RE: introducing URIs [was: 13 Aug Arch Doc...]

In the good old days when we only used URIs for HREFs
and other kinds of hyperlinking, it was safe to
think of a URI as identifying some kind of communication
endpoint (whether mailto:, telnet:, http:, ftp:, or
the like), and to use the interpretation of a fragment
identifier depended on the data type of the object
retrieved. After all, RFC 2396 is pretty clear

   When a URI reference is used to perform a retrieval action on the
   identified resource, the optional fragment identifier, separated from
   the URI by a crosshatch ("#") character, consists of additional
   reference information to be interpreted by the user agent after the
   retrieval action has been successfully completed.  As such, it is not
   part of a URI, but is often used in conjunction with a URI.

      fragment      = *uric

   The semantics of a fragment identifier is a property of the data
   resulting from a retrieval action, regardless of the type of URI used
   in the reference.  Therefore, the format and interpretation of
   fragment identifiers is dependent on the media type [RFC2046] of the
   retrieval result.  ...

That's why fragment identifiers can work with
http: and ftp: but not with mailto: and telnet:,
since the latter two don't support 'retrieval'.

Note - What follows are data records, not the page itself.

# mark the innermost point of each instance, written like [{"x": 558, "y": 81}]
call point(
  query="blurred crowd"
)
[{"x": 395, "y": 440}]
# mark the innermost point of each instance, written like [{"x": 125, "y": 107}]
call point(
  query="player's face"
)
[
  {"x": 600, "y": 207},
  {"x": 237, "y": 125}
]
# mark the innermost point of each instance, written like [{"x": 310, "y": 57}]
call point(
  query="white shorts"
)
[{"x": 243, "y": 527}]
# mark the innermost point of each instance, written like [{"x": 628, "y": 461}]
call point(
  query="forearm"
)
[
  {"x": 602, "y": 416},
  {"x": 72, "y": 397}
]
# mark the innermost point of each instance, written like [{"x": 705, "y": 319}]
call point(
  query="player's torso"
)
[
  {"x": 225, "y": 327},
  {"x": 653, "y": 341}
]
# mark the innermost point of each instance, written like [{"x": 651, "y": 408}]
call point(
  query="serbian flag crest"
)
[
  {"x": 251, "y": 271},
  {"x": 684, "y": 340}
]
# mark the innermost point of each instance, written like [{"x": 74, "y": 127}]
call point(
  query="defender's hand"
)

Now, URIs and URI references have been pressed into service
to perform the function of identification, not only
of the communication endpoint or a fragment of the
result of a retrieval action, but also (through namespace
names and RDF) as identifiers for abstractions. I think
this is OK merely through reference: the resource vs.
the abstraction for which it stands.

But I don't like throwing out the definition in section 4.1
of RFC 2396 of fragment identifiers, and trying to make fragments
identify resources instead of what that section says.